1. ## Coordinate geometry question.

P - (-1, 11), Q - (2,5), R - (-2, 3). Angle PQR = 90 degrees. The line PQ is produced to S, so that QS = PQ. Calculate the coordinates of S.

thanks

2. ## Re: simple coordinate geometry question that is stumping me for some strange reason

Originally Posted by Ife
P - (-1, 11), Q - (2,5), R - (-2, 3). Angle PQR = 90 degrees. The line PQ is produced to S, so that QS = PQ. Calculate the coordinates of S.

thanks
1. Draw a sketch!

2. Let $\displaystyle \overrightarrow{OP} = \vec p = \langle -1, 11 \rangle$

$\displaystyle \overrightarrow{OQ} = \vec q = \langle 2, 5 \rangle$

3. $\displaystyle \overrightarrow{PQ} = \vec q - \vec p = \langle 3,-6 \rangle = \vec d$

4. $\displaystyle \overrightarrow{QS} = \vec q + \vec d = \langle 5, -1 \rangle$

5. Therefore the point S has the coordinates S(5, -1)

3. ## Re: simple coordinate geometry question that is stumping me for some strange reason

another method. Given P,Q and PQ=QS no further info is required.Slope of PQ =-6/3 = slope of QS.S is then 3 units right ofQ and 6 units down from Q (5,-1)
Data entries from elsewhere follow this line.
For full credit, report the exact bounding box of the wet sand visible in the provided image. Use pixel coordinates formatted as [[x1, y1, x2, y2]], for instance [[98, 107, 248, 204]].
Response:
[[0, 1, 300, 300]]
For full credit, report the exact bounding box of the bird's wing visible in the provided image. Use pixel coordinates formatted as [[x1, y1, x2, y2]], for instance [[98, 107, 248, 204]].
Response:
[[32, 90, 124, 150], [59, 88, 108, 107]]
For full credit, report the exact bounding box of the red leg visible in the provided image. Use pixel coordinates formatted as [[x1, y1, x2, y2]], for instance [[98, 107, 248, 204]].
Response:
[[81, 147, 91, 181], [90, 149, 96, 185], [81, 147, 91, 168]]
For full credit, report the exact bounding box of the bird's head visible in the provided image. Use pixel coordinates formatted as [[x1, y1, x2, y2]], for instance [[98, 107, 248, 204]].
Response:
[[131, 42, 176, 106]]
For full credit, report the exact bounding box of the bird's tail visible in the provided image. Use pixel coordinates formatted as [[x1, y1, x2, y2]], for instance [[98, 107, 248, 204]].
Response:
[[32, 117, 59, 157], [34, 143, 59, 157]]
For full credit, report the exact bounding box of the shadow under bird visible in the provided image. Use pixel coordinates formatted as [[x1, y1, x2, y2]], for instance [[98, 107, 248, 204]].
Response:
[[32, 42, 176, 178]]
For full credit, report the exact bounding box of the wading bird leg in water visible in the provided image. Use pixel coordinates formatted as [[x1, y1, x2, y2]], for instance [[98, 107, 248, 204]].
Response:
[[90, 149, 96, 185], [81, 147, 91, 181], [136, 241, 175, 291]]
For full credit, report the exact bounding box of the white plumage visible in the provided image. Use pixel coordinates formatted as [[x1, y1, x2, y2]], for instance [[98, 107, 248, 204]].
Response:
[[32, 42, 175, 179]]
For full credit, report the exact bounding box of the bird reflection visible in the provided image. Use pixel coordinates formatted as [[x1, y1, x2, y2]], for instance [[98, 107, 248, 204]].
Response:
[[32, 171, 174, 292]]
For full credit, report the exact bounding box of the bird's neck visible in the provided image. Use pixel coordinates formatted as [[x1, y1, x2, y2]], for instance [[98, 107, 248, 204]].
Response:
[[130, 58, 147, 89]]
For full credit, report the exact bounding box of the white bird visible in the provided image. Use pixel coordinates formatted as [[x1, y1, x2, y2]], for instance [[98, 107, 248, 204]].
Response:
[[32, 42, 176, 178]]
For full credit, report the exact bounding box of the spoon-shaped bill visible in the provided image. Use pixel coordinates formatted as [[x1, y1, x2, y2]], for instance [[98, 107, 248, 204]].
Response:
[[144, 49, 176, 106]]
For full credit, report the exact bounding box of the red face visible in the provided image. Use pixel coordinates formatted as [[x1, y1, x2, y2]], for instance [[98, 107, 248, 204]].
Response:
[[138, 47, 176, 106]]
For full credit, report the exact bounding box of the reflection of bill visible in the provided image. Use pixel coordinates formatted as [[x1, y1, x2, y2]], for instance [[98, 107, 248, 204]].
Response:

4. ## Re: simple coordinate geometry question that is stumping me for some strange reason

Originally Posted by bjhopper
another method. Given P,Q and PQ=QS no further info is required.Slope of PQ =-6/3 = slope of QS.S is then 3 units right ofQ and 6 units down from Q (5,-1)
thanks, but moving 3 across and 6 down to (5, -1) guarantees that QS = PQ?

5. ## Re: simple coordinate geometry question that is stumping me for some strange reason

Hello, Ife!

Thanks, but moving 3 across and 6 down to (5, -1) guarantees that QS = PQ?

Yes, it does!

Moving from $\displaystyle P(\text{-}1.11)$ to $\displaystyle Q(2,5)$, we move 3 right and 6 down.

Moving from $\displaystyle Q(2,5)$ to $\displaystyle S(5,\text{-}1)$, we move 3 right and 6 down.

The distances are equal . . . aren't they?